While Seattle’s drafts have hardly been barren since 2012 — Lockett and Frank Clark were good picks in 2015 and it’s too early to declare much on the 2016 haul other than the first year featured a few too many injuries — the Seahawks got to where they are with the high bar set in those first three drafts.

If it’s a level that was never going to be possible to sustain, it’s one they’ll need to at least approach a little more consistently going forward to achieve Schneider’s oft-stated goal of being a Super Bowl-contending team year in and year out.

Hits and misses
A review of the Seahawks’ seven drafts under GM John Schneider and coach Pete Carroll:
Year Total picks Still on team Other notables Comment
2010 9 2 (S Earl Thomas, S Kam Chancellor) LT Russell Okung, WR Golden Tate, CB Walter Thurmond This class was generally given an A at the time for the picks of Okung and Thomas. The payoff down the road of Chancellor makes it look even better.

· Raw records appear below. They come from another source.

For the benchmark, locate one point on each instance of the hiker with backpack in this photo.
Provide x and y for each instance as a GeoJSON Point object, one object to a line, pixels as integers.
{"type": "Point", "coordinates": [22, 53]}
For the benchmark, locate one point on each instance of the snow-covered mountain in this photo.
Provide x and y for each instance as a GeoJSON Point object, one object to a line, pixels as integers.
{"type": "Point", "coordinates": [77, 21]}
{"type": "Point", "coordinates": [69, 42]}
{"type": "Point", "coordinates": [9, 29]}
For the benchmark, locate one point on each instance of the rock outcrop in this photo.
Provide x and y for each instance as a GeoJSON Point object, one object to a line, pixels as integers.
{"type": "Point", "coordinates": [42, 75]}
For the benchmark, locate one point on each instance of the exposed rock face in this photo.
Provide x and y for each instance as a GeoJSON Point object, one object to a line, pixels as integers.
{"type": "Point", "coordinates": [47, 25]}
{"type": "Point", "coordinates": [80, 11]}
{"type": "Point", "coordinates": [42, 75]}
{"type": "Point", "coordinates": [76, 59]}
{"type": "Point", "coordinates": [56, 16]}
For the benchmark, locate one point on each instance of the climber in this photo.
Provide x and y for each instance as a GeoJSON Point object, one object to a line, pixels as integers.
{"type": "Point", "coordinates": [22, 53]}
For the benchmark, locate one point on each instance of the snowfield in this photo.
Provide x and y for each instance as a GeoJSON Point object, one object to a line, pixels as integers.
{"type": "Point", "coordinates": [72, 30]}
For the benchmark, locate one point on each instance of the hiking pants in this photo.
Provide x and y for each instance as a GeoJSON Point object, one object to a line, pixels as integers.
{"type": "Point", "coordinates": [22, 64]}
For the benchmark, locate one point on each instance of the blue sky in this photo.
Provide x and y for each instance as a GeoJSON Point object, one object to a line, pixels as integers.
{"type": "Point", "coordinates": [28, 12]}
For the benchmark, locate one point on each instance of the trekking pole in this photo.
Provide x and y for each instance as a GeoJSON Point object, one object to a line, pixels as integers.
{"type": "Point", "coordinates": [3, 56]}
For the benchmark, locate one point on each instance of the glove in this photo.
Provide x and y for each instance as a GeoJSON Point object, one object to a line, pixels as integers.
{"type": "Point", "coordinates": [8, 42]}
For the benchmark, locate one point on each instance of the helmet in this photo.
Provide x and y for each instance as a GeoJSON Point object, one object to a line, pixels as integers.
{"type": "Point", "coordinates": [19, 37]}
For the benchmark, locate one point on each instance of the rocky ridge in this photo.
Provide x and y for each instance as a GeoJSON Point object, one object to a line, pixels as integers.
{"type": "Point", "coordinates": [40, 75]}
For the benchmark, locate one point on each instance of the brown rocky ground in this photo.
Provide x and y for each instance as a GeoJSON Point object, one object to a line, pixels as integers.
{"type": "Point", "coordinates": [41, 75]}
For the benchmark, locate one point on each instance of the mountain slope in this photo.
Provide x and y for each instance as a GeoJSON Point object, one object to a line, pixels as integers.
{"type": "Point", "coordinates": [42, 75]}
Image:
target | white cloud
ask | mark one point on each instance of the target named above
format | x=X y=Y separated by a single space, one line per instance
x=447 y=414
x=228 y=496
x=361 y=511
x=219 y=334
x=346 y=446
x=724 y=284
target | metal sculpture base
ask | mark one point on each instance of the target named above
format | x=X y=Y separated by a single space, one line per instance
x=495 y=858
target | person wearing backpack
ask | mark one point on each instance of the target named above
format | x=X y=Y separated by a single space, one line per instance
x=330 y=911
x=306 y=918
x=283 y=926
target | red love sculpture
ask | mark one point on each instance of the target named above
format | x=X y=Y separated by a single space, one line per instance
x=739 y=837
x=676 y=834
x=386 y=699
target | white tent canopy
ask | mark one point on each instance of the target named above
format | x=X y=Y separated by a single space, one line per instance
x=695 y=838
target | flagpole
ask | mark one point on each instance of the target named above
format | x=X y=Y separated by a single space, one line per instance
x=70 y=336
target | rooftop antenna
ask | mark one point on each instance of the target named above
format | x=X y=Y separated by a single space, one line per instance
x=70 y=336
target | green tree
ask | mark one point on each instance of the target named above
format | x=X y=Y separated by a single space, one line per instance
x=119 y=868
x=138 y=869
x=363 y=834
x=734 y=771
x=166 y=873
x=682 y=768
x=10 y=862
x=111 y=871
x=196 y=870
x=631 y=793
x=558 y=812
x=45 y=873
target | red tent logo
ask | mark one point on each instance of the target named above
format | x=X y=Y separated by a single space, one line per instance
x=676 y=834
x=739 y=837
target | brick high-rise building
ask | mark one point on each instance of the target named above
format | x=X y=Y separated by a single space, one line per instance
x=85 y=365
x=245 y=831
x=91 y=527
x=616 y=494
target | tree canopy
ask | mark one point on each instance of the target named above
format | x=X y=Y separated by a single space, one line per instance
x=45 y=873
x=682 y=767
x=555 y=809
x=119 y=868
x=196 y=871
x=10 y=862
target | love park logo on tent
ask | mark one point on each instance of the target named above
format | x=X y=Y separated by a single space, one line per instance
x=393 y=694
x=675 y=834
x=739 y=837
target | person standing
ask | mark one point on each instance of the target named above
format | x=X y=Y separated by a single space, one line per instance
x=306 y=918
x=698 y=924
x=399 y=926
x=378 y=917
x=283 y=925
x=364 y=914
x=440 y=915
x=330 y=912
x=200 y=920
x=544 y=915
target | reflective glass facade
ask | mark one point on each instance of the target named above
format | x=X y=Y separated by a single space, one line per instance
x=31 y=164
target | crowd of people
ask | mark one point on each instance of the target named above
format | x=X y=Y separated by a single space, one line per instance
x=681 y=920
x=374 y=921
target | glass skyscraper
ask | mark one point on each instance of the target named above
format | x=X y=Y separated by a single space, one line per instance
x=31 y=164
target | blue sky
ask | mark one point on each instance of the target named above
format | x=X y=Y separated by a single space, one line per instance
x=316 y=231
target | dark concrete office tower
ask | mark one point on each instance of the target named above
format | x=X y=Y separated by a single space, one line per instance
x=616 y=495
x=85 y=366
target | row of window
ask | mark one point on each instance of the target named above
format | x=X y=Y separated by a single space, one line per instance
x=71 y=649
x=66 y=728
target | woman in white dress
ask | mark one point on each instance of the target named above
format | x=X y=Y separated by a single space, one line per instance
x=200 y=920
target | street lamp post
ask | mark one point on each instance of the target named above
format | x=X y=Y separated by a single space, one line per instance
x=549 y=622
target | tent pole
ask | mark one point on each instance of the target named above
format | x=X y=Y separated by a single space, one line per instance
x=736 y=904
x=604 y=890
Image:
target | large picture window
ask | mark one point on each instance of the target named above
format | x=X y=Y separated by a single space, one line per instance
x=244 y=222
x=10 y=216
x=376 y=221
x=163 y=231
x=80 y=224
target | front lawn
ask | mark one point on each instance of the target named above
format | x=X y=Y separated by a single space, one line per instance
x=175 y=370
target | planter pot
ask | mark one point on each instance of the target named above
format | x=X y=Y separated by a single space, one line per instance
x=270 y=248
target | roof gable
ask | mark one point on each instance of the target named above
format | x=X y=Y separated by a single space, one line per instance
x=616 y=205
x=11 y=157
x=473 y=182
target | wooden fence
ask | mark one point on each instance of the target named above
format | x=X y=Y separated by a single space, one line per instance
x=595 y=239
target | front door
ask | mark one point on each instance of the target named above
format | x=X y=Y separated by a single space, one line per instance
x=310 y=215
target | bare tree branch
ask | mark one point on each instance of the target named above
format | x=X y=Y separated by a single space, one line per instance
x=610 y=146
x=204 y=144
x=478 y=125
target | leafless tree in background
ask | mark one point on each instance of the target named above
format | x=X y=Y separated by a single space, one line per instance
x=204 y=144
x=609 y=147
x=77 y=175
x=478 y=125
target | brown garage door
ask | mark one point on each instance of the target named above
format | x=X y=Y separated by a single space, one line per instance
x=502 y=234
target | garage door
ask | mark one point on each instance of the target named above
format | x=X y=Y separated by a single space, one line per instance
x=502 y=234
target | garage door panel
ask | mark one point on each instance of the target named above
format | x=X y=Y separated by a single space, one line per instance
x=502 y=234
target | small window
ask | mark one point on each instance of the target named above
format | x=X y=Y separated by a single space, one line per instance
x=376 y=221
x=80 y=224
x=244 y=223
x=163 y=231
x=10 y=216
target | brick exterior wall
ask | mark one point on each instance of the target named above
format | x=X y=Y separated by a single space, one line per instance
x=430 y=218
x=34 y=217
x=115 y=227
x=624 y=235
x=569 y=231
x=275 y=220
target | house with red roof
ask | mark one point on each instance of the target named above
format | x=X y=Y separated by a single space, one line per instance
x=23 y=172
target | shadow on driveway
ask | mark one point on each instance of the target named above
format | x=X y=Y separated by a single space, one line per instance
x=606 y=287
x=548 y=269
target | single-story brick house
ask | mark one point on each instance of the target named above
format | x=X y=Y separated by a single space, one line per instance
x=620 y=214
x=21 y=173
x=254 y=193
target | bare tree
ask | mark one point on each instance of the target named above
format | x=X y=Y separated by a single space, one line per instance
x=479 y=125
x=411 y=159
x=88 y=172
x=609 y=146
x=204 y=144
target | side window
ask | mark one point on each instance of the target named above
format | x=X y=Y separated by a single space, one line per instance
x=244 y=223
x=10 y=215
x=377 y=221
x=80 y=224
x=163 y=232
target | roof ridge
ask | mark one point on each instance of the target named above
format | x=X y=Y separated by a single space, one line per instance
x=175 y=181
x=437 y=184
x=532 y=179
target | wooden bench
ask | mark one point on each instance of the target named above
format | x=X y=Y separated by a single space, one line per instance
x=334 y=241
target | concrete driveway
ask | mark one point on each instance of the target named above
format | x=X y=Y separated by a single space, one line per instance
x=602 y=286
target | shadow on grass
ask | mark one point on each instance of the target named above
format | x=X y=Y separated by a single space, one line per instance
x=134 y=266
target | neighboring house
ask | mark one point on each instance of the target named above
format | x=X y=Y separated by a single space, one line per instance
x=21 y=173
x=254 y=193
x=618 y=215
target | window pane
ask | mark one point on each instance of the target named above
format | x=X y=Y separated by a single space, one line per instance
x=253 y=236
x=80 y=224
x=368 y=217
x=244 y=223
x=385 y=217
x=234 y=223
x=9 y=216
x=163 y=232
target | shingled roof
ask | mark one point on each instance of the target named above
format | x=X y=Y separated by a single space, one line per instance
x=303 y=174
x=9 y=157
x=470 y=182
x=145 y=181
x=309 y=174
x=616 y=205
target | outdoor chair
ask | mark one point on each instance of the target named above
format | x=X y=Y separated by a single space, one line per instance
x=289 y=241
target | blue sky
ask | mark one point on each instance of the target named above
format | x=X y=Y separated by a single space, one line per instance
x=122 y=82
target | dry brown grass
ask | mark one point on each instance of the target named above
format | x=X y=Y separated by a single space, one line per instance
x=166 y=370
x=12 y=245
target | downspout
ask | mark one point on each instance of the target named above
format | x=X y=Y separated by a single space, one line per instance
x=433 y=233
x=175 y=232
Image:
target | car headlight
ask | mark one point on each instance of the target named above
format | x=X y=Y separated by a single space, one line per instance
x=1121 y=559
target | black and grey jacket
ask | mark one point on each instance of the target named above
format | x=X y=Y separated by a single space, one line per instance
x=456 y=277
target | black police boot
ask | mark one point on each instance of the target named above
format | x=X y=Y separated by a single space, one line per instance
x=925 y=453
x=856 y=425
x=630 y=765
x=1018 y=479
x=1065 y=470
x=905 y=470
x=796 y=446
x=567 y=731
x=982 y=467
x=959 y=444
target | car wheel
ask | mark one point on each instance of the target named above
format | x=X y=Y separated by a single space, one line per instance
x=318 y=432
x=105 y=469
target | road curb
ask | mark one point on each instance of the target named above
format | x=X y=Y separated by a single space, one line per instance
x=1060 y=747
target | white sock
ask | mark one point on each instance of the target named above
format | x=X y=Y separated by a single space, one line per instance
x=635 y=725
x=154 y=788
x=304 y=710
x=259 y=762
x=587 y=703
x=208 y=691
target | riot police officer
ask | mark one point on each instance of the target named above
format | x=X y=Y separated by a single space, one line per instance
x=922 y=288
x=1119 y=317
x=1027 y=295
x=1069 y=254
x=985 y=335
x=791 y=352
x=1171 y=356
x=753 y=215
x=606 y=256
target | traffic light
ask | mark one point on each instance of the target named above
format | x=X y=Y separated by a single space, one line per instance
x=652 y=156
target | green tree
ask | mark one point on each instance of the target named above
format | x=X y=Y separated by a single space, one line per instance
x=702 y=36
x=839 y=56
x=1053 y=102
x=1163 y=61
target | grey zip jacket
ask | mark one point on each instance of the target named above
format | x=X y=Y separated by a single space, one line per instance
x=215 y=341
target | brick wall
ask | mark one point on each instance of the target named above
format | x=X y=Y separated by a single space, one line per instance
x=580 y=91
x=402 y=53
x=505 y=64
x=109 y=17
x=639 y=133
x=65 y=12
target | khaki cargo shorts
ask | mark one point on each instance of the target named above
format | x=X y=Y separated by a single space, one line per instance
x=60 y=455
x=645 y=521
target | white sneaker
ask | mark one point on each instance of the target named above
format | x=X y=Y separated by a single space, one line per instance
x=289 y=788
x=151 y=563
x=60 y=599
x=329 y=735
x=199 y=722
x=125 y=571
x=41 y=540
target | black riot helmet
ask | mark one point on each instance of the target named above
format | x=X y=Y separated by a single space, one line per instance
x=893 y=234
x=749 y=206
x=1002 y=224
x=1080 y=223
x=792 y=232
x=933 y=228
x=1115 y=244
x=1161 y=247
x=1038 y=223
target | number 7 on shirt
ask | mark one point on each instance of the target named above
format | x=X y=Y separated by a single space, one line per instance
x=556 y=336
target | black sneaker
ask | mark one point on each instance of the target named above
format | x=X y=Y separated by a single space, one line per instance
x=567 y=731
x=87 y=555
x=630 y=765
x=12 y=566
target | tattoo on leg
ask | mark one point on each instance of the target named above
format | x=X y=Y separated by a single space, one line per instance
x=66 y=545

2011 9 2 (LB K.J. Wright, CB Richard Sherman) OL James Carpenter, LB Malcolm Smith, CB Byron Maxwell, OL John Moffitt The mid-round picks of Wright (99) and Sherman (154) alone made this a successful draft, if the picks of OLs Carpenter and Moffitt yielded mixed results. Maxwell and Smith were also key parts of the Super Bowl-winning defense. Add in Doug Baldwin as an undrafted free agent, and this class also stands as among the best in team history.
2012 10 3 (LB Bobby Wagner, QB Russell Wilson, CB Jeremy Lane) LB Bruce Irvin, RB Robert Turbin, OL J.R. Sweezy, OL Greg Scruggs Franchise-level players in Wagner and Wilson make this also a contender for best draft in team history.
2013 11 1 (TE Luke Willson) RB Christine Michael, DLs Jordan Hill and Jesse Williams, CB Tharold Simon Seattle traded its first- and third-round picks for Percy Harvin, having rated the draft as not as good as the previous few years. It paid off for one glorious Super Bowl Sunday, but otherwise helped lead to a draft that goes down as the worst of the Schneider/Carroll era.
2014 9 4 (WR Paul Richardson, OL Justin Britt, DL Cassius Marsh, LB Kevin Pierre-Louis) WR Kevin Norwood, DB Eric Pinkins Seattle traded down twice to then acquire Richardson. Only one player has emerged as a consistent starter and seeming sure of a second contract from the team – Britt.
2015 8 3 (DL Frank Clark, WR Tyler Lockett, OL Mark Glowinski) DB Tye Smith, OL Kristjan Sokoli Getting three starting-type players in Clark, Lockett and Glowinski makes this a serviceable draft, as does landing Thomas Rawls as an undrafted free agent. But getting just one OL of three drafted who remains with the team — Terry Poole and Sokoli are each elsewhere — didn’t help the offensive-line issues of last season.
2016 10 9 (OL Germain Ifedi, DL Jarran Reed, RB C.J. Prosise, TE Nick Vannett, DL Quinton Jefferson, OL Rees Odhiambo, RB Alex Collins, C Joey Hunt, WR Kenny Lawler) Ifedi was the lone player to become a full-time starter, with injuries limiting the likes of Prosise and Jefferson. It hardly needs stating that Seattle needs increased production from this group in 2017.